Yesterday at InVision, I was going through the MySQL Slow Query logs, as I often do, and came across a query that was consistently doing full table scans. If you know anything about relational database systems, the phrase, "full table scan," probably makes you squirm a little bit - they're generally bad for performance. So, I started investigating the problem only to be completely stumped. The query looked like it should have been using an index. Luckily, Jesse Dearing on our data services team was able to step in and point out that it was an issue of type coercion during MySQL query planning.
The slow query that I witnessed doing full table scans looked like this:
SELECT e.id, e.userID, e.appID, e.createdAt FROM external_app e WHERE e.appID = 48702918 ;
Super basic, right?

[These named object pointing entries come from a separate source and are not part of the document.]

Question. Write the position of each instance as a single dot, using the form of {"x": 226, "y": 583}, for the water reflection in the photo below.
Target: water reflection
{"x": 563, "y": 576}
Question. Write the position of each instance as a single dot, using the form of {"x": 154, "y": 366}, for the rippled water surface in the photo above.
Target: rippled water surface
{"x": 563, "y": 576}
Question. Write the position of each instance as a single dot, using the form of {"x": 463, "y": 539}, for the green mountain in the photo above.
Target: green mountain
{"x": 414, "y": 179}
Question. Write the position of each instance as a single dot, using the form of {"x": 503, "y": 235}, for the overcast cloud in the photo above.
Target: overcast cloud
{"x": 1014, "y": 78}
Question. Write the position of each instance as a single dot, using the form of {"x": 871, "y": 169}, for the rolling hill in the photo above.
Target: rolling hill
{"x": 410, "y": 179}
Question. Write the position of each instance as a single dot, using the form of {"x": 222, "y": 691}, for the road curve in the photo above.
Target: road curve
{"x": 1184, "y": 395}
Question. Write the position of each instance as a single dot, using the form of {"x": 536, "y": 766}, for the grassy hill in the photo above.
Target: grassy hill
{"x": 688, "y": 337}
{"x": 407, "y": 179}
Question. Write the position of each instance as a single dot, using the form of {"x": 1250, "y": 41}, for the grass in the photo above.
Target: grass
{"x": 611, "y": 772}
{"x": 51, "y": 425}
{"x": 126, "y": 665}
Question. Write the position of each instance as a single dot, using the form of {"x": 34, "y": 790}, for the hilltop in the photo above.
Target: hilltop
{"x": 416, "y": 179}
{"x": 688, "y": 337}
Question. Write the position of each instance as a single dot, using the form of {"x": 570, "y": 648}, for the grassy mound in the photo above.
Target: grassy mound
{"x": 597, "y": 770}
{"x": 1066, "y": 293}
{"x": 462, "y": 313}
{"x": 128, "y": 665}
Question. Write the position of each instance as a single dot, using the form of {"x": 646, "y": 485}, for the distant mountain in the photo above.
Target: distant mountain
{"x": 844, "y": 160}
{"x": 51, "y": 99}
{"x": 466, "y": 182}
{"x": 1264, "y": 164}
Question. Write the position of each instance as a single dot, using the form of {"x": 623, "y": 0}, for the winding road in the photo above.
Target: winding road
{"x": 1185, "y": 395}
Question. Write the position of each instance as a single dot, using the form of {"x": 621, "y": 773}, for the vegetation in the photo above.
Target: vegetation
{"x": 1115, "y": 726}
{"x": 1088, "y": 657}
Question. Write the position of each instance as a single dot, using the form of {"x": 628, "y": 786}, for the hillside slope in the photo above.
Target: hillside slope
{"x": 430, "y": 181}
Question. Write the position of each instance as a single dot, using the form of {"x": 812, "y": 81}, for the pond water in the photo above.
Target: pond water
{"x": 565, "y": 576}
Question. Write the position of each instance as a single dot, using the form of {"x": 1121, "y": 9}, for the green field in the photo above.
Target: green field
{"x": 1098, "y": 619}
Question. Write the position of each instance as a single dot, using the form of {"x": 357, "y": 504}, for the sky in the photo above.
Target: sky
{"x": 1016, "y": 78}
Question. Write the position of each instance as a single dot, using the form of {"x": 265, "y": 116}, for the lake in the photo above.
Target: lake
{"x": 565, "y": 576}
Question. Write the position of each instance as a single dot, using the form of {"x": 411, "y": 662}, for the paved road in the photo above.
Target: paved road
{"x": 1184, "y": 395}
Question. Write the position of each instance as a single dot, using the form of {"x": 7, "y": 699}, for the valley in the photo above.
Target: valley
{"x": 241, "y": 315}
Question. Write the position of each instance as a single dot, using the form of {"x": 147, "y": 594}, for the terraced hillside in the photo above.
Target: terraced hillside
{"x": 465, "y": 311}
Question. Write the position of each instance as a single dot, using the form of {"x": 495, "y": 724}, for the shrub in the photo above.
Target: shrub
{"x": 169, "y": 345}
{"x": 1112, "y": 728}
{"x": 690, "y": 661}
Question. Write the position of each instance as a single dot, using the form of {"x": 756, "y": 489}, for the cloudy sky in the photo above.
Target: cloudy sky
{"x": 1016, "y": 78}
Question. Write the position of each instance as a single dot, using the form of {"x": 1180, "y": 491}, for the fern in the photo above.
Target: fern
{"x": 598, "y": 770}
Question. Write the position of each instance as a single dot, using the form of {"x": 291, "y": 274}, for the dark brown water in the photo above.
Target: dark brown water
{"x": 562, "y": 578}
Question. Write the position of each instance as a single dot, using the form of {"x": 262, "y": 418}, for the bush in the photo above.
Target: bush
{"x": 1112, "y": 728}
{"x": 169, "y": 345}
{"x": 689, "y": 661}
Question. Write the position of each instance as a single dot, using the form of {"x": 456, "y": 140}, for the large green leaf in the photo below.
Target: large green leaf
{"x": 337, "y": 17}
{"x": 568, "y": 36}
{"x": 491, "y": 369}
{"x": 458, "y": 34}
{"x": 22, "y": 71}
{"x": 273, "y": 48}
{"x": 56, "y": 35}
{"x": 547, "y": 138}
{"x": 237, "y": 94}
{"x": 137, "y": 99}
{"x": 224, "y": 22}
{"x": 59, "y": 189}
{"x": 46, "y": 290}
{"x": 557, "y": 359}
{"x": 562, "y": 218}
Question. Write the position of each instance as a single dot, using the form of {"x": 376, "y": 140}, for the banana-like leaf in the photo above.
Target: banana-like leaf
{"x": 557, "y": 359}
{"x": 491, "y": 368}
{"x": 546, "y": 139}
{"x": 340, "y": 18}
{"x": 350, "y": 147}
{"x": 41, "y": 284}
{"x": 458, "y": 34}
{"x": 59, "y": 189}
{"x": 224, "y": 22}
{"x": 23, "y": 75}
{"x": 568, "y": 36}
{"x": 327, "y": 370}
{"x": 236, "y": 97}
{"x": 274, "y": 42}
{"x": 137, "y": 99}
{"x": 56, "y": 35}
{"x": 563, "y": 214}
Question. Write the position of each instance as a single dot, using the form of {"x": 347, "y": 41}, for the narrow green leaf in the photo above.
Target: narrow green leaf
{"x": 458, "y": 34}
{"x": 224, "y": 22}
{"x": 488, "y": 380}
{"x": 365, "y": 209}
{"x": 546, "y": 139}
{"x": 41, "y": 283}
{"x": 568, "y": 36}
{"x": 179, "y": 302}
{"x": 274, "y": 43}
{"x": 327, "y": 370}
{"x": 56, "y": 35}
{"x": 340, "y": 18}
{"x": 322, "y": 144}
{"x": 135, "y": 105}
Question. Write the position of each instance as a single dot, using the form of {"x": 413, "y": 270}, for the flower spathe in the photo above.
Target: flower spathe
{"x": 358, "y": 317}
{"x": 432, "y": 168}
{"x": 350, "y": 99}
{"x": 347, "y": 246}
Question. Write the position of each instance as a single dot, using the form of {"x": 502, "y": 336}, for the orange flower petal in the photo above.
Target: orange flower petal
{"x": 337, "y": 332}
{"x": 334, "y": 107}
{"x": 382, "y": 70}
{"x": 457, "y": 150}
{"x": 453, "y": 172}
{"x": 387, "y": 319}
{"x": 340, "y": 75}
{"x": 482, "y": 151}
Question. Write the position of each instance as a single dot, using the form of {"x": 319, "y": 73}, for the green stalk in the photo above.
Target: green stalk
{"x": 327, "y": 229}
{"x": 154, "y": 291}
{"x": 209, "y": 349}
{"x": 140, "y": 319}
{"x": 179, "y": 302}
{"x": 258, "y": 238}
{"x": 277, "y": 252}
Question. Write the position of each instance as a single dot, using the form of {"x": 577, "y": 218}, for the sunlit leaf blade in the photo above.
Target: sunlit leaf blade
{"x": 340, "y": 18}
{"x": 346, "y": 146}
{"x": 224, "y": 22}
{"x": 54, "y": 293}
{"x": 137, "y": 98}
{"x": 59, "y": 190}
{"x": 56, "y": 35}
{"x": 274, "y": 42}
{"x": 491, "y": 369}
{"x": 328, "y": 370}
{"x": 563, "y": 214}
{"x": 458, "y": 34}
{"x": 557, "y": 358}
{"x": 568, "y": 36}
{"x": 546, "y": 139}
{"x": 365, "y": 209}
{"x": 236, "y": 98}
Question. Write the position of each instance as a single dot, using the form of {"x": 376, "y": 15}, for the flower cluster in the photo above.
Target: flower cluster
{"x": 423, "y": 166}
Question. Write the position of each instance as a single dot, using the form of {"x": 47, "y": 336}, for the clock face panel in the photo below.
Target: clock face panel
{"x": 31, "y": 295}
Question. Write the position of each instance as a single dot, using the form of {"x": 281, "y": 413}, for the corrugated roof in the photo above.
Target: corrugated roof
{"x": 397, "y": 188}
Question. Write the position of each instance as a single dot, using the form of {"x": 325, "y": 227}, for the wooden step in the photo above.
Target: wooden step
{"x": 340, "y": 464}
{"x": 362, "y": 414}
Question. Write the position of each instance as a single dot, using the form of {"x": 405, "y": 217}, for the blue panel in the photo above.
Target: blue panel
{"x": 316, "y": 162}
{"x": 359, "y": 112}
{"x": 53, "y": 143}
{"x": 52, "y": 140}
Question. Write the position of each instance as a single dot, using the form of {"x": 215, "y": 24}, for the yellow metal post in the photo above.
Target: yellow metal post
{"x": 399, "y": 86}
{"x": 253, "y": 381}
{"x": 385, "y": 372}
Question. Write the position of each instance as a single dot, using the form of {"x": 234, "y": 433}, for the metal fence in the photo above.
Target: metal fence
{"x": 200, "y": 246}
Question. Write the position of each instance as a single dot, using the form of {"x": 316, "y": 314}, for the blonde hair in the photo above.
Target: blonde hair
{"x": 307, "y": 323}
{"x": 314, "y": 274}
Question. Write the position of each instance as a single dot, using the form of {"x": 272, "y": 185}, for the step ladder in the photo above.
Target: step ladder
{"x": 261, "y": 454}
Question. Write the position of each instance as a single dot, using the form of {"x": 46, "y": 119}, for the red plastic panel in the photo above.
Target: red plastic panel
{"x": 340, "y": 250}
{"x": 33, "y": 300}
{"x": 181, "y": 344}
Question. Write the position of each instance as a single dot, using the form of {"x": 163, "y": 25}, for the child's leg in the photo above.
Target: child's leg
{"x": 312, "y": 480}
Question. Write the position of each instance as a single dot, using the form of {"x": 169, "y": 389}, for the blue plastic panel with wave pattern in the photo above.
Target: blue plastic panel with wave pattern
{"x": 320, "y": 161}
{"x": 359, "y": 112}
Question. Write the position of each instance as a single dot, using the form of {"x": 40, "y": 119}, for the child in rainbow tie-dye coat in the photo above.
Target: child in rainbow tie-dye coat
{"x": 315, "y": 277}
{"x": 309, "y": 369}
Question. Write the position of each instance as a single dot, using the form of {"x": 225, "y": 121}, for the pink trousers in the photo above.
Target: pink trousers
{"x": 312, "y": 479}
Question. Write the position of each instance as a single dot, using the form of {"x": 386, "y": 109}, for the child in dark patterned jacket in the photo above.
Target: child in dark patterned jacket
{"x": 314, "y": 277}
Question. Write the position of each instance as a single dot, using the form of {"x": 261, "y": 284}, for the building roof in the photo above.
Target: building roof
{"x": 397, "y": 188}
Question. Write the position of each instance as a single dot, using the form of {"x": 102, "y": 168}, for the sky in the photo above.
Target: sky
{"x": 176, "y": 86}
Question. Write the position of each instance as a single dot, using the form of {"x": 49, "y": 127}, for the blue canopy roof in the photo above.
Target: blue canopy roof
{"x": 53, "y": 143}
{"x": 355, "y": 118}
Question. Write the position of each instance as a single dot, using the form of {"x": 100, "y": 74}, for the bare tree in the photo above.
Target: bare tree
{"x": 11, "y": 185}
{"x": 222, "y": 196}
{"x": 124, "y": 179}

And, when I looked at the data in the external_app table, it looked like this:
The data and the incoming query parameter looked copacetic. And, when the query ran, it did indeed return a single row. But, when I ran an EXPLAIN on the SQL query, it was clear that no index was being used:
As Jesse Dearing later pointed out, the issue was that the query parameter - 48702918 - was being passed-in as an Int when it needed to be passed-in as a String. See, while the data in the external_app table looked like it contained numbers, the SHOW CREATE TABLE told a different story:
CREATE TABLE `external_app` ( `id` int(10) unsigned NOT NULL AUTO_INCREMENT, `userID` int(10) unsigned NOT NULL, `appID` varchar(50) NOT NULL, `createdAt` datetime NOT NULL, PRIMARY KEY (`id`), KEY `ix_byApp` (`appID`) USING BTREE ) ENGINE=InnoDB AUTO_INCREMENT=100001 DEFAULT CHARSET=utf8
It turns out, the "appID" column was actually a VARCHAR(50) column, not an INT column. Apparently, some of the appID values contain non-numeric characters. But, since the vast majority of the appID values were numbers, the VARCHAR nature of the column was not obvious to me when I looked at the data directly. So, when we were passing an Int in to match on a VARCHAR field, the query's WHERE clause would do the type coercion to locate the proper record; but, the data type mismatch was bypassing the intended Index selection during query planning.
To fix this, all we have to do is pass the query parameter in as a string and the query planner will start using the proper index:
In retrospect, I feel silly having missed this; but, I think it was the first time that I've dealt with a non-numeric column whose name contained "ID". Excuses aside, however, it's good to know that type coercion / type mismatches have an impact on index selection during MySQL's query planning.